FRESNO - Professor Robert
Stoll of Middlebury College has, this week, unearthed and revealed that a
modern Liberal Studies icon of the Multicultural college curriculum, the
1992 Nobel Peace Prize winner, Rigoberta Menchu is a fraud.
Much of Ms. Menchu's supposed autobiography
of her life in Quatamala in the late 1950's is contained in the 1987 book
I, Rigoberta Menchu and it apparently contained many fabrications, as well.
Never the less, Ms. Menchu's defenders are already
claiming that the dishonesty of her account is of no consequence, because her words
are "metaphorically true".
However, in the interest of fairness and
justice, Ms. Menchu should be required to surrender the
Nobel Peace Prize medal awarded to her under false pretences.
It was widely known that in Guatemala,
Indians had no rights as citizens. Rigoberta Menchu's account has her
father fighting as a rebel leader against the government which was taking
the Indians' land by force. One of her brothers was depicted as "tortured
and killed in front of her and her family" because of what she claimed
was her father's anti government activity. She wrote that her mother and
father were killed soon after. On the surface that would appear believable
because it is known that at least 50,000 Indians had been killed or, at
least, had disappeared in Guatemala during its 30 year civil war.
Rigoberta Menchu says she survived
because as a child, she was able to make it to Mexico where she began
writing her 'autobiography.' She claims that she and her sisters then
joinedthe guerrilla movement against the government.
Her exciting and tragic tale won the
1992 Nobel Peace Prize and focussed world wide attention on the
atrocities perpetrated against Indians by the Guatemalan government.
Ms. Menchu says she used all her Nobel Peace
Prize money to set up a 'foundation to fight for human rights.'
Millions of university students in the U.S.
know that story and it has become
sacred ground to the Multiculturalism Curriculum in U.S.
Some readers of the 'autobiography'
thought it odd that Ms. Manchu had a seemingly confused
rendition of the contemporary political setting there. The all
important links between the peasant and guerrilla movements were not mentioned.
In spite of obvious lapses, Rigoberta Menchu and her book obtained the Nobel Prize.

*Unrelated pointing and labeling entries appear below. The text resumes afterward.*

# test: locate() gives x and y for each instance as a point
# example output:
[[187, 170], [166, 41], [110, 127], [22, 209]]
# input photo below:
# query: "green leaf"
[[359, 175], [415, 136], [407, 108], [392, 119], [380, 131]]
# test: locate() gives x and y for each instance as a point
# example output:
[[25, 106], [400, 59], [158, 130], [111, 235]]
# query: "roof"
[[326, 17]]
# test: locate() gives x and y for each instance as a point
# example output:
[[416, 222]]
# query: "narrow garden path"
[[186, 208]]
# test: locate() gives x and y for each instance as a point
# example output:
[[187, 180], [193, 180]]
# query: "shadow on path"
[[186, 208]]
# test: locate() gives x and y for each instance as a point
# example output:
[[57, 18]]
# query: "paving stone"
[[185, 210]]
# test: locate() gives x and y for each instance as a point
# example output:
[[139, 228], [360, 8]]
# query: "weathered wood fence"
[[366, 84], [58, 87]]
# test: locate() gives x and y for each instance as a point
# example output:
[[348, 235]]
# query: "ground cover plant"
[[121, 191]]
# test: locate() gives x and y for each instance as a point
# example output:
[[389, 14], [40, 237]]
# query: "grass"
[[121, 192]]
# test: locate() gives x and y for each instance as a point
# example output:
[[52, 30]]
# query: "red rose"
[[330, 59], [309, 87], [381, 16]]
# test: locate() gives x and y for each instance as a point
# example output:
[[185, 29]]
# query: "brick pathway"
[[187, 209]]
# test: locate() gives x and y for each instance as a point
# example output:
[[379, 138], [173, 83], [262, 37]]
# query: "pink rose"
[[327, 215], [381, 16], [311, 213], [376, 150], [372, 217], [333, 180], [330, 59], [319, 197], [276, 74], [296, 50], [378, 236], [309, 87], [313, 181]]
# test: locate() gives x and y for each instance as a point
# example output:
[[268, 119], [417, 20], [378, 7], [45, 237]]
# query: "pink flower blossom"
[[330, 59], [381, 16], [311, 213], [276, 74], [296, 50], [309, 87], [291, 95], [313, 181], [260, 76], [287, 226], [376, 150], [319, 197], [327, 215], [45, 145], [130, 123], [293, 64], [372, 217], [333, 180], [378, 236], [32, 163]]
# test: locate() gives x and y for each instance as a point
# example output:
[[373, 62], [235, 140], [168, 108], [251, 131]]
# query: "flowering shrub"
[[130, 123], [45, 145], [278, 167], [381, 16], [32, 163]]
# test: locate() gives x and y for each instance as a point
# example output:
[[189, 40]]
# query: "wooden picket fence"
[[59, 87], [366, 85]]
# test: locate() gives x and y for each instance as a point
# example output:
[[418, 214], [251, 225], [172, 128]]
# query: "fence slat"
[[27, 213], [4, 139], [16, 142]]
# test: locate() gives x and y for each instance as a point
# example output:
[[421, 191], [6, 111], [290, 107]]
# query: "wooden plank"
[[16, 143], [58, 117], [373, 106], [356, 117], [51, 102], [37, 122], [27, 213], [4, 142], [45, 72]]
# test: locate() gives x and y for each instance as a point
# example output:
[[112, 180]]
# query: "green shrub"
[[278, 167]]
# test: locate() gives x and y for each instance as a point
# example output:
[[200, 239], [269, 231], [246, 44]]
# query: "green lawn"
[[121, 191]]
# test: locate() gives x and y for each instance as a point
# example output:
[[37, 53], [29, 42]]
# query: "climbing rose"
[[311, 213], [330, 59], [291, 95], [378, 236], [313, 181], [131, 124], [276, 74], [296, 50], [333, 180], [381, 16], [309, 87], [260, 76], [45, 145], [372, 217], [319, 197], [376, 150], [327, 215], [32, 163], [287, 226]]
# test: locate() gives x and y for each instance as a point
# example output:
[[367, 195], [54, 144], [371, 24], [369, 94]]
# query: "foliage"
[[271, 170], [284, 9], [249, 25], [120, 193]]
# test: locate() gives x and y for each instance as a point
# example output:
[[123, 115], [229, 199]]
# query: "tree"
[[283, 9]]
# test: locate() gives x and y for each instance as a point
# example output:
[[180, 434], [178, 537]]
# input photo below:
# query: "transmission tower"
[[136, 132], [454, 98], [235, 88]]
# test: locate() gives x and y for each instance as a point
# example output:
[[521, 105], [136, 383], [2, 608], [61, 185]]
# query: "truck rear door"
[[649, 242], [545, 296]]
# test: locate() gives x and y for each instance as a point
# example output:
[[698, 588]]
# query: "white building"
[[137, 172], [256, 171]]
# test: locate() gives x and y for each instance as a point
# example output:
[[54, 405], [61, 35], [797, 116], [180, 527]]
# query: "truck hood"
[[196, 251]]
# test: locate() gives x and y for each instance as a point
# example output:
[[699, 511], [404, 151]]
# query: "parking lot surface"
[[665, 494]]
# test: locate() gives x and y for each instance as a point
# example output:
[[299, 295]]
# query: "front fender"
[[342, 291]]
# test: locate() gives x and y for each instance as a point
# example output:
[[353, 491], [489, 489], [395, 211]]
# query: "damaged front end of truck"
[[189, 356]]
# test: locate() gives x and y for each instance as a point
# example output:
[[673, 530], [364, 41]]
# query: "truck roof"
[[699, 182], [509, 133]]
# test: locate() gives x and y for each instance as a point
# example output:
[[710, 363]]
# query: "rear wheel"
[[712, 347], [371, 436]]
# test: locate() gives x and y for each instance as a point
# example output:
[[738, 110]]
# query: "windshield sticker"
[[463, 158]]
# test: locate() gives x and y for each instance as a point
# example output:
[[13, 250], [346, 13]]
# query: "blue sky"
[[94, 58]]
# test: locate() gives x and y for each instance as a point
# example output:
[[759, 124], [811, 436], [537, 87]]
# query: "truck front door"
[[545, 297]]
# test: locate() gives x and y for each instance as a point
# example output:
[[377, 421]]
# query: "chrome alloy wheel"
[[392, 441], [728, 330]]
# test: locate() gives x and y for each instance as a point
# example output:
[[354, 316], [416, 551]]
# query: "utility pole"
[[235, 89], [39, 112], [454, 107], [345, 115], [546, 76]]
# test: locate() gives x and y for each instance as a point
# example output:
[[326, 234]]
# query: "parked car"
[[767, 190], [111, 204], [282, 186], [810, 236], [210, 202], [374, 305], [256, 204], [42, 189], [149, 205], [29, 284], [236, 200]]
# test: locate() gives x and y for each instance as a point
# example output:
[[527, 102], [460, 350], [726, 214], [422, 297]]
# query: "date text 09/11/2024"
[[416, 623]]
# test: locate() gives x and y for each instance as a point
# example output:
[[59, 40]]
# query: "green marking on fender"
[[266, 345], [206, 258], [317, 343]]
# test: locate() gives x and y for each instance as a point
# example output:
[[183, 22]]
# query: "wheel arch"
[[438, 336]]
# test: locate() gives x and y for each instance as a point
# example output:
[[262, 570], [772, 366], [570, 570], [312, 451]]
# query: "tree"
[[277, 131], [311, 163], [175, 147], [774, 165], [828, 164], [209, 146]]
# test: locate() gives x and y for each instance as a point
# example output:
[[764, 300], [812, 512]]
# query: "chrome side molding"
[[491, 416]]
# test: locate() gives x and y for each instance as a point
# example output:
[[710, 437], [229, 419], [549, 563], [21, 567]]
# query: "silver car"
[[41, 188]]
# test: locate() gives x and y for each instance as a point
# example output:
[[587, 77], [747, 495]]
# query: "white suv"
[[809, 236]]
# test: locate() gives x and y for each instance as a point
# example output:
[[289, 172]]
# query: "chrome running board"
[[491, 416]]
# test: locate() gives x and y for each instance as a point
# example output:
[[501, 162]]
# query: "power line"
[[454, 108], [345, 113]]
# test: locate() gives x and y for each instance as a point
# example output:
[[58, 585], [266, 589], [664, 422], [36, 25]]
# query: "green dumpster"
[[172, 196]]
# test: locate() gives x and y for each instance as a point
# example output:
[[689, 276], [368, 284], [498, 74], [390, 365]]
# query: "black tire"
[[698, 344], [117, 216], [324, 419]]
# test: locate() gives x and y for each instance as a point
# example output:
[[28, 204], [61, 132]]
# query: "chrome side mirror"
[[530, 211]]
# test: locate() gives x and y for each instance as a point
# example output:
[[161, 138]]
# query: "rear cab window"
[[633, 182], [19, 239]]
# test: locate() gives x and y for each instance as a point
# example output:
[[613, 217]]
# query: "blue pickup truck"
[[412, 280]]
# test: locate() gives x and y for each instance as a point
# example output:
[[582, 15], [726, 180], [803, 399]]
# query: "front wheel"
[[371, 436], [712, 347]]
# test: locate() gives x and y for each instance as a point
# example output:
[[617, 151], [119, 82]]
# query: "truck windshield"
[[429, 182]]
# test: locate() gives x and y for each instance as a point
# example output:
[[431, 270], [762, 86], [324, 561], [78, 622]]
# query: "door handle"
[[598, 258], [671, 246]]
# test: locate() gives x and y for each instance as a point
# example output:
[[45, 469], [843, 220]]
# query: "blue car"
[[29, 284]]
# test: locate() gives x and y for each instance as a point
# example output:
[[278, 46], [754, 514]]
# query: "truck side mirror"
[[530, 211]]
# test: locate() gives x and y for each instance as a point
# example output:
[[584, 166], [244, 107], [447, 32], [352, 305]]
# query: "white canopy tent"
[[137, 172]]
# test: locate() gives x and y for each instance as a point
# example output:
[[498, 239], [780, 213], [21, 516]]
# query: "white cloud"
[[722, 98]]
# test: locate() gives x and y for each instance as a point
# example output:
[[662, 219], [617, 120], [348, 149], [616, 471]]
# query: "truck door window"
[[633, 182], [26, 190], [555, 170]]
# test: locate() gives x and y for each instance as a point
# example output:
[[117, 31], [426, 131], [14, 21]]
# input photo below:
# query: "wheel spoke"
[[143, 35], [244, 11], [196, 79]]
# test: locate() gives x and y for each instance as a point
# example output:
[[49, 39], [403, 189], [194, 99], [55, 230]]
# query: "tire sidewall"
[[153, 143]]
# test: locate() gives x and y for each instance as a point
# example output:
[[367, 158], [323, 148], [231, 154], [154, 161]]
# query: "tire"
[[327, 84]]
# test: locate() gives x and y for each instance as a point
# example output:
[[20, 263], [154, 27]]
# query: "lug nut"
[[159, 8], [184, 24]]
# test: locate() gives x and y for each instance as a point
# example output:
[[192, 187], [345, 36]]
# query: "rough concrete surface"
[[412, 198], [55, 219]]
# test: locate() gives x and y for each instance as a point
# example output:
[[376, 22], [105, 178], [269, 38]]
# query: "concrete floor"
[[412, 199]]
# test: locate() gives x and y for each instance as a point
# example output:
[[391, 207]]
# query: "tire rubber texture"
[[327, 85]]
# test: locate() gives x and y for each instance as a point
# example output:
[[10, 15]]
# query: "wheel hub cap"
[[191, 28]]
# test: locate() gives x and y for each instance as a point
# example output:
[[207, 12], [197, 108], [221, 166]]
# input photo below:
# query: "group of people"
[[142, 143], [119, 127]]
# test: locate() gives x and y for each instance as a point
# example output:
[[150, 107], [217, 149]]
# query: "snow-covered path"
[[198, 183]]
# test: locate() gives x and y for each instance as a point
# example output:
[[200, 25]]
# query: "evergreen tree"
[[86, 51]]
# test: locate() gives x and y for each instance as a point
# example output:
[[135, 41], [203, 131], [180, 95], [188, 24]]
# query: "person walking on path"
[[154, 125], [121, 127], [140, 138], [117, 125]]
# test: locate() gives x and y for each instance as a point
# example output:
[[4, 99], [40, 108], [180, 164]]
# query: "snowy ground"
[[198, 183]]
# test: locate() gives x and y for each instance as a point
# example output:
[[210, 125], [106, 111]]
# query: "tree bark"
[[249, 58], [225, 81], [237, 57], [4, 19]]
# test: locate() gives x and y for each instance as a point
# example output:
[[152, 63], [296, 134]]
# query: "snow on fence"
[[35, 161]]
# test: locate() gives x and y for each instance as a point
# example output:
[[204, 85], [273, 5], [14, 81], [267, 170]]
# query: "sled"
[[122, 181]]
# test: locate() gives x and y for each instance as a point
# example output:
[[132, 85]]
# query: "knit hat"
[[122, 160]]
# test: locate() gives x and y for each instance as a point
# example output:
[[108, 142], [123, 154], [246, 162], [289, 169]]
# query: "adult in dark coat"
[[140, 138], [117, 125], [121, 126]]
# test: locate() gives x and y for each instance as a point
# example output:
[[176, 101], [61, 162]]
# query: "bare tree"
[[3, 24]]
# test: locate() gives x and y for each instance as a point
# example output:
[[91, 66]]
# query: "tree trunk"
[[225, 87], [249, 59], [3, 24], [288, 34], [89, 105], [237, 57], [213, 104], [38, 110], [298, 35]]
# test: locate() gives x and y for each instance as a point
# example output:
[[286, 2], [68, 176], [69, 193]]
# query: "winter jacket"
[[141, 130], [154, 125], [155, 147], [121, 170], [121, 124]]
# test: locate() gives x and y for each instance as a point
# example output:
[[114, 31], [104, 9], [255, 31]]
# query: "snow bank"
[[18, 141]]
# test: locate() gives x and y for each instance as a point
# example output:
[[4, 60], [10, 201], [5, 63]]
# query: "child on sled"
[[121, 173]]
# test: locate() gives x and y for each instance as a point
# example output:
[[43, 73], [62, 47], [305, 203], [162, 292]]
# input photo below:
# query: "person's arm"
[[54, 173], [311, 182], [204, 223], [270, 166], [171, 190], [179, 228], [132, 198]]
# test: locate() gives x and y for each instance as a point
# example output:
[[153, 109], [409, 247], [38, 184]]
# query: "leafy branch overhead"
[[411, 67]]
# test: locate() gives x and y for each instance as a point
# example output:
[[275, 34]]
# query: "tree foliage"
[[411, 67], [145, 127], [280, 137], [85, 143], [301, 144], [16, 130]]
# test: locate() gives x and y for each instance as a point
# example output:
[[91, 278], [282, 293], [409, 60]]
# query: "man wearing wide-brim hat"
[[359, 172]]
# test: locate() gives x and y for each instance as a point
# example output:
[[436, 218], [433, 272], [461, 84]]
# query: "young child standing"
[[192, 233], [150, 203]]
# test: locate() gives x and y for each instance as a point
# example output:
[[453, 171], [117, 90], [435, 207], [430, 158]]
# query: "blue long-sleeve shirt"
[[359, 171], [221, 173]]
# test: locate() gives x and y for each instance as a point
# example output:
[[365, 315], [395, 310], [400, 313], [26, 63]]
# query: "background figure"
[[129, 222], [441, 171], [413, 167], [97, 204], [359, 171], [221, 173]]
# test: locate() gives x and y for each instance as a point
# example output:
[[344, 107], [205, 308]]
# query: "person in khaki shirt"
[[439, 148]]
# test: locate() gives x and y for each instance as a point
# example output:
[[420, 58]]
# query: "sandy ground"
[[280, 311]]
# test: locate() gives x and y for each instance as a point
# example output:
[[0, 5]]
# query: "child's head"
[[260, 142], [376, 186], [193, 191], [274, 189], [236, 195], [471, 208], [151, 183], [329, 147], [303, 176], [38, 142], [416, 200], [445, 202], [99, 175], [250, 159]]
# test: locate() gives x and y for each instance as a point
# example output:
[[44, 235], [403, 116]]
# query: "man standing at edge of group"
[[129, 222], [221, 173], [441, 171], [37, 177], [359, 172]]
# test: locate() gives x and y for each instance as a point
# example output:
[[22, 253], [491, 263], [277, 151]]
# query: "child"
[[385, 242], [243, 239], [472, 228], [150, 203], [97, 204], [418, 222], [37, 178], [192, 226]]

Now, the veracity of her story has been challenged. If her words are false, then
Ms. Rigoberta Manchu may have obtained the Nobel Peace Prize through
fraud and mirepresentation.
More of the ultimate truth began to
emerge this week in well documented research that exposes major portions
of the book, I, Rigoberta Menchu as fraudulent.
Professor, David Stoll of
Middlebury College published his findings in a new book,
Rigoberta Menchu and the Story of All Poor Guatemalans based on more than
120 interviews in Ms. Menchu's hometown, reports that key events detailed
in the autobiography could not have taken place, and that the author's
description of herself and her family conflicts with the historical record.
Hearing of the fraud, the New York
Times has now sent one of its investigative reporters to Guatemala in an
attempt to verify Ms. Menchu's claims in the supposed 'autobiography'.
Thousands of University faculty members
who teach the autobiography this semester plan to go right on teaching it.
They say it doesn't matter if the facts in the book are false, because
they believe Ms. Menchu. They say it speaks to a greater truth about the
oppression of poor people in Central America.
"I think Rigoberta Menchu has been used
by the right to negate the very important space that Multiculturalism
is providing in academia," says Marjorie Agosin, head of the Spanish
Department at Wellesley College. "Whether her book is true or not,
I don't care ... We should teach our students about the brutality of the
Guatemalan military and the U.S. financing of it," anyway.
Professor Stoll, the Middlebury
anthropologist, contends Ms. Menchu's book contains a leftist message and
the partisan message should not be represented in colleges as "truth."
He told Bulldog Newspaper reporters "Books like I, Rigoberta Menchu
will be exalted by some academics ... its what they want to hear."